What's Actually Getting Built

Meta is the one that surprised me most. Nobody in the agentic commerce conversation is properly tracking them. They're framed as an AI ads story, or an AI glasses story. But Zuckerberg used the exact phrase "agentic shopping tools" on the Q4 earnings call in January — describing agents that search Meta's advertiser catalog based on user history, interests, and relationships. That's the world's richest behavioral graph running in reverse. For 20 years Meta matched ads to people. Now they're flipping it: matching people's needs to products.

Then Susan Li, the CFO, said the Business AIs already live inside WhatsApp — currently at over 1 million weekly conversations in Mexico and the Philippines — are going to move from answering product questions to "help people get things done right within WhatsApp." That's transaction language. WhatsApp paid messaging crossed a $2 billion annual run rate in Q4, and the roadmap is to expand it to full transactions. They also acquired Manus in December for $2-3 billion — an autonomous AI agent with $100M+ ARR that can execute multi-step tasks end-to-end. That fills the last gap in the stack: they have the social graph, the product catalog, the messaging surface, and now an agent that can actually complete the purchase.

3.3 billion daily active users. $115-135 billion in CapEx planned for 2026. They are not hedging.
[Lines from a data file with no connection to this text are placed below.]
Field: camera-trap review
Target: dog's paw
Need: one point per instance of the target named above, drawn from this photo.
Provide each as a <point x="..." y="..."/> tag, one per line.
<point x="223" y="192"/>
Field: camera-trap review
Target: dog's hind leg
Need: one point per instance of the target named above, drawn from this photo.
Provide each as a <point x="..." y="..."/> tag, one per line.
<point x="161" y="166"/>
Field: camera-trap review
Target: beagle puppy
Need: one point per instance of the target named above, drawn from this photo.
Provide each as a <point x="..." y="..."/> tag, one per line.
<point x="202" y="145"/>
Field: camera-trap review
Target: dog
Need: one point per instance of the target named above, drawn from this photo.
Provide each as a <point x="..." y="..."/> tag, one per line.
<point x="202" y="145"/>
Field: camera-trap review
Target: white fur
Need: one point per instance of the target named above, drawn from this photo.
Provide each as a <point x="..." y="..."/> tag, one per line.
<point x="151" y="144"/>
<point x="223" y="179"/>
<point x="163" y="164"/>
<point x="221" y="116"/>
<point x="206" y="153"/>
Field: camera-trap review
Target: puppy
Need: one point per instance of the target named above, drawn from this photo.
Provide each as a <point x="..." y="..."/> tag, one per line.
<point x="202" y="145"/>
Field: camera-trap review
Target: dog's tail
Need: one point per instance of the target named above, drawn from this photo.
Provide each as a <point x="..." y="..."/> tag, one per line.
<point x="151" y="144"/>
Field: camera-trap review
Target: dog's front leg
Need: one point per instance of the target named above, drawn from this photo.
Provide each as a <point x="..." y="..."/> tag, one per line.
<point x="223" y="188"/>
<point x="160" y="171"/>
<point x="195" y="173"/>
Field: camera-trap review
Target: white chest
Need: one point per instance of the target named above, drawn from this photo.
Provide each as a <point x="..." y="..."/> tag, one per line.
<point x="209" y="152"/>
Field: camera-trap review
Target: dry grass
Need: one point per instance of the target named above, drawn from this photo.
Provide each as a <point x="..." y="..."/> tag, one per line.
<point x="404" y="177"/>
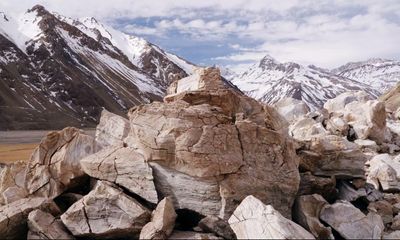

Reddit is already testing an AI-powered shopping search tool with select users in the US. Search for a product recommendation and you get interactive carousels — prices, product images, direct retailer links — drawn from recommendations people have shared in actual Reddit posts and comments. The results connect to Reddit's advertising and shopping partners, creating a direct line from community discussion to purchase. Weekly search users grew from 60 million to 80 million over the past year, and CEO Steve Huffman called AI search "a significant business opportunity."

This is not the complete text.